26.11.2018 14:11 | Güncelleme Tarihi: 26.11.2018 14:11
13 Kasım 2009 … Türkiye Büyük Millet
Meclisi , “Herkes İçin Daha Fazla
Özgürlük” sloganlı “Demokratik
Açılım” kapsamında yer alan “Milli
Birlik ve Kardeşlik Projesi” özel gündemi ile toplandı. Kürsüye gelen
dönemin Başbakan’ı Recep Tayyip Erdoğan,
“Gün bağırma çağırma günü değildir. Gün sesi en yüksek çıkanın rantı
toplayacağı gün de değildir. Gün ölümlere çare bulma günüdür.” sözleriyle ,
“siyasi hayatına mal olsa da” Çözüm
Süreci konusunda kararlılığını net bir dille gösterdi. “Sizin köyleriniz boşaltıldı mı? Ekip biçtiğiniz tarlalar
yasak bölge ilan edildi mi? Terör örgütü sizden haraç topladı mı? Köylerinizin
yollarına mayın döşendi mi?
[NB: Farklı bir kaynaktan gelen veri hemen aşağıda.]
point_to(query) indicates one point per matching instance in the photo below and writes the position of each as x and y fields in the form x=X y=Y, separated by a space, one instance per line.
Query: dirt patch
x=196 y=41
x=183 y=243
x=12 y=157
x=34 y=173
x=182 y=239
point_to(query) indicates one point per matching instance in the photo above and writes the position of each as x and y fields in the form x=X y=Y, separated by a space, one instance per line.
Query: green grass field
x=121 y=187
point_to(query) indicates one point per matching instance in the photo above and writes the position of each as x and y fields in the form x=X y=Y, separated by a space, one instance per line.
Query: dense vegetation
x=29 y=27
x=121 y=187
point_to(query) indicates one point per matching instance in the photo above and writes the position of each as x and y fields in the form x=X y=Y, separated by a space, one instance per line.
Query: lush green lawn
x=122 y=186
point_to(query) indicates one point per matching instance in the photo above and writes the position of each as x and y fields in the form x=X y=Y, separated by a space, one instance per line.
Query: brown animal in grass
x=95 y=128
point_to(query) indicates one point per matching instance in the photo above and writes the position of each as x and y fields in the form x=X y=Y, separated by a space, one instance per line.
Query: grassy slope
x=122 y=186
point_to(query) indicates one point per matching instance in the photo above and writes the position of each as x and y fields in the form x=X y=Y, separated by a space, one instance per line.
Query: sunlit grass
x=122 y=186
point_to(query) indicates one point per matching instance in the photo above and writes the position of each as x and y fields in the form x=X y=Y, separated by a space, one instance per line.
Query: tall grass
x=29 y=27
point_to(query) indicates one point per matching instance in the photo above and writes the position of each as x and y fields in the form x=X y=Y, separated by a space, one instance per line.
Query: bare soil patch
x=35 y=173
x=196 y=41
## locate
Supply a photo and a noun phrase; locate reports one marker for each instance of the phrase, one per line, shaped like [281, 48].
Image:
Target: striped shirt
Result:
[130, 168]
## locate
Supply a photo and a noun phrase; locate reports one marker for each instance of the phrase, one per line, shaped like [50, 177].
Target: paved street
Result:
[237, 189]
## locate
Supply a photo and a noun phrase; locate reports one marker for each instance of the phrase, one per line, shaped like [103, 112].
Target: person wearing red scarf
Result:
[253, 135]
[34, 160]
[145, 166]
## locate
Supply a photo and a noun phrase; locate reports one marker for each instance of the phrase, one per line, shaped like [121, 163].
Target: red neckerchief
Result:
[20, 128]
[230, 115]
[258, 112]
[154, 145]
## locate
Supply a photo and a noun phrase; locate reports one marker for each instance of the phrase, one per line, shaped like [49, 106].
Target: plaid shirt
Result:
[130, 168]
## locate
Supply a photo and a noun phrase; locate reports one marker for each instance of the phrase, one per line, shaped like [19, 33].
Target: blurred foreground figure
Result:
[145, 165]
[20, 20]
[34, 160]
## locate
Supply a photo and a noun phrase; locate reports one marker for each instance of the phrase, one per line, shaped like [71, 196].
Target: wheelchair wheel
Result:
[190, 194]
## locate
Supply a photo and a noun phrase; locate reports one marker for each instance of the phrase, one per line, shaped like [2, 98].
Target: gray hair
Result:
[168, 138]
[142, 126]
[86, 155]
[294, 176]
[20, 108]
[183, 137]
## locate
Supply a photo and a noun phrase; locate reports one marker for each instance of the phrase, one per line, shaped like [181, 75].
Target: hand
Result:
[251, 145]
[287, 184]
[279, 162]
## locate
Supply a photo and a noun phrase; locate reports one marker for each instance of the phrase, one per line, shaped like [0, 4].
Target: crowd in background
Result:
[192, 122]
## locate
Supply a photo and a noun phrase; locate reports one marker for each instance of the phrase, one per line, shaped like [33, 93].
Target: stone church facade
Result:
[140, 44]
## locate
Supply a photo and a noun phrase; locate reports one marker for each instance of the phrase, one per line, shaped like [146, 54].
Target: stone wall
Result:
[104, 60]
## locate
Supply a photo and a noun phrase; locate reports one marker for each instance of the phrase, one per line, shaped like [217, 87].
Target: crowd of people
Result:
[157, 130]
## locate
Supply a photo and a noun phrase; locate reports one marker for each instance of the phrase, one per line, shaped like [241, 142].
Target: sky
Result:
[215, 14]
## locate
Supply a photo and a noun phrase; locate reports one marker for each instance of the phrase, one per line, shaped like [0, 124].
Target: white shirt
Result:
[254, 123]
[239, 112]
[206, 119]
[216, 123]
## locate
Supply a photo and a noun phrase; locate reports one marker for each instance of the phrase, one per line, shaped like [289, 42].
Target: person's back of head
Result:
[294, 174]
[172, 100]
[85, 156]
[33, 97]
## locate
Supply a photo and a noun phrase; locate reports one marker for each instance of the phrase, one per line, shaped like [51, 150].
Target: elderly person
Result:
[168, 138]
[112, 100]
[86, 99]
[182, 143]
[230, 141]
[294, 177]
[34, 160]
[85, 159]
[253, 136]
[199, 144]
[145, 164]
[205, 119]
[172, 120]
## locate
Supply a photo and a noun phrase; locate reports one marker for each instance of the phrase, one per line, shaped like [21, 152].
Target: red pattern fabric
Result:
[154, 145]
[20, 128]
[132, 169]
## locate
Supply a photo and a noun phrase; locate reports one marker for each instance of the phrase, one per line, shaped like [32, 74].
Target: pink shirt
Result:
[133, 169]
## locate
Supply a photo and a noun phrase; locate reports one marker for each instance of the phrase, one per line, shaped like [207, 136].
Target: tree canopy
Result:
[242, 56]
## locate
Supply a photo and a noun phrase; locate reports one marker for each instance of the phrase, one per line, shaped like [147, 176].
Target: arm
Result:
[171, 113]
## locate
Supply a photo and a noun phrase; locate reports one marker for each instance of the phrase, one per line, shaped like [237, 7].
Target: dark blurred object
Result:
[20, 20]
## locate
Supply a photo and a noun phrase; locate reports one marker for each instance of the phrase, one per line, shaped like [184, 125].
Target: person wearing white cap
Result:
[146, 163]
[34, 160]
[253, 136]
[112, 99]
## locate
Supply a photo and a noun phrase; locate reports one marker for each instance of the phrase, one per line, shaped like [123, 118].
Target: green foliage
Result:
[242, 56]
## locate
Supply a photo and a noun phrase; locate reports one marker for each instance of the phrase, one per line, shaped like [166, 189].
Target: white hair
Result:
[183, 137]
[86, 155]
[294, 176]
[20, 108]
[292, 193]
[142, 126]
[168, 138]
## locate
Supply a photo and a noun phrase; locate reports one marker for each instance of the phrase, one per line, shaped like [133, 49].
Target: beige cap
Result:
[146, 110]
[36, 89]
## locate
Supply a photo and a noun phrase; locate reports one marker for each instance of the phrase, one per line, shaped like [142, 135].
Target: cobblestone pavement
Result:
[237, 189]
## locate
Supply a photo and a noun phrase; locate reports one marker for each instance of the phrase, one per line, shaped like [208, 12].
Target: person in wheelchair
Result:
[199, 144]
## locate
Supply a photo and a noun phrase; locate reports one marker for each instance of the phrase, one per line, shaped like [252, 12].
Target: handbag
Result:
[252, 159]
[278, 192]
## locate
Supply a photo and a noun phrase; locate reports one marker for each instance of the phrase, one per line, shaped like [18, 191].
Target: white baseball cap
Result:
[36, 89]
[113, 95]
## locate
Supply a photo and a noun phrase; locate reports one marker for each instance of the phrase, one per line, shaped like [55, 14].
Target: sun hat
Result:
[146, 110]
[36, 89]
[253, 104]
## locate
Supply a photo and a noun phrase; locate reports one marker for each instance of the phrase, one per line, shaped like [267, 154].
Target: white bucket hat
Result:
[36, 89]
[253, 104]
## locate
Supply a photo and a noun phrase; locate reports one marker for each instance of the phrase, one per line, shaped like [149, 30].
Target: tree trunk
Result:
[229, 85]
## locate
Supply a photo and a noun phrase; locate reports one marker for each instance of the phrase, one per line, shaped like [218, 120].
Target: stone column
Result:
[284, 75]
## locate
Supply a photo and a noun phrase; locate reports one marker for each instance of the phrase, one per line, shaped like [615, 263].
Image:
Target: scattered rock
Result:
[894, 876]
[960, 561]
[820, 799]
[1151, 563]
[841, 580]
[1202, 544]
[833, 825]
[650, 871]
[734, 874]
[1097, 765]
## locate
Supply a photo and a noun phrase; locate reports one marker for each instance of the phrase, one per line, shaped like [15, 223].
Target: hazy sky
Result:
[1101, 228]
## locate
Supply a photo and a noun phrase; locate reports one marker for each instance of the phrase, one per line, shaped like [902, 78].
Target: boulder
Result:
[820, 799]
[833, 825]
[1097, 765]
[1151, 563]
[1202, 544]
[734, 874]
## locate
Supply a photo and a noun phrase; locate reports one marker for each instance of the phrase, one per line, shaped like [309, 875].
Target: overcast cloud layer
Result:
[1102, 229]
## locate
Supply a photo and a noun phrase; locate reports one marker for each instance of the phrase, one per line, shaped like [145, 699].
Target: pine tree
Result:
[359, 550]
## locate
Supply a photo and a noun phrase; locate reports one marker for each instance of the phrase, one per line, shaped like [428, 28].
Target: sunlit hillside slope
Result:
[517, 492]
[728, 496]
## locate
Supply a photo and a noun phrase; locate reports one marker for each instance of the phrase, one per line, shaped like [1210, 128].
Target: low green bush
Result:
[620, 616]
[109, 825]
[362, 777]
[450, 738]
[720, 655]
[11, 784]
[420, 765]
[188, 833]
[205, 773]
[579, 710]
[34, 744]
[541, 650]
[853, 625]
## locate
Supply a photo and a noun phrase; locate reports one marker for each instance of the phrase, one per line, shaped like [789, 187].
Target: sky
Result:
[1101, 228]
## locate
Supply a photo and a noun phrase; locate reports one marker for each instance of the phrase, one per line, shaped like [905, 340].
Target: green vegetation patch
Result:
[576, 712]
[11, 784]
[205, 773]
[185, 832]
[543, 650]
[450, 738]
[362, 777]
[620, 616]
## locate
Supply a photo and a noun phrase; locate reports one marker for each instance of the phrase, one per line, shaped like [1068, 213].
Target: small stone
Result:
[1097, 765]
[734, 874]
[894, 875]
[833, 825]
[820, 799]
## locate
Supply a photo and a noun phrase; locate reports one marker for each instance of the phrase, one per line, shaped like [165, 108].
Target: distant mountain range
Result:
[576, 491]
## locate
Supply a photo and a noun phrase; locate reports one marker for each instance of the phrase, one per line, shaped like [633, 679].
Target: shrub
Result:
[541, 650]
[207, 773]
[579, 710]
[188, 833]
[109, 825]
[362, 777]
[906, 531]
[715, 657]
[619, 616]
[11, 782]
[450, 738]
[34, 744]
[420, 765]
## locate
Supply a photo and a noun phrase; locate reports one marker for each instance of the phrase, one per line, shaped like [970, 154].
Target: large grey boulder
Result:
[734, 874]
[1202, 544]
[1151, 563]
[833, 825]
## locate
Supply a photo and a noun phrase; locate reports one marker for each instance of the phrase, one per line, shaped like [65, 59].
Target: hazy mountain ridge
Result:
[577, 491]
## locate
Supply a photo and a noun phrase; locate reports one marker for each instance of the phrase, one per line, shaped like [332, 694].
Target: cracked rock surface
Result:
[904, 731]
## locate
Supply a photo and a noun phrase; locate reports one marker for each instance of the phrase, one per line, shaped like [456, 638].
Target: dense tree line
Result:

Sizin hiç yavrunuz, oğlunuz öldü mü?" diyerek
yıllarca baskı altında (iki taraftan da) yaşamış bir halkın yaralarını sarmak,
gasp edilmiş haklarını vermek için cesur bir adım attı. Meclis kürsüsünden
açıkladığı Milli Birlik ve Kardeşlik Projesi’ni millete anlatmak için yollara
düştü, ilk durak Malatya oldu.
15 Kasım 2009… O gün Malatya’nın ilk AVM’si olan
Malatya Park’ın açılışı vardı. “Birlik
Projesi’ni size anlatmaya geldim” diyerek
Malatya halkına seslendi Erdoğan. Programda ben de yer almıştım. “Bütün makamları feda
etmeye hazırız. Bütün rütbelerimizden sıyrılmaya hazırız. Yeter ki bir damla
dahi şehit kanı akmasın.” Dilsiz
kalan derin acılar artık devletin en üst mercisi tarafından dillendiriliyordu.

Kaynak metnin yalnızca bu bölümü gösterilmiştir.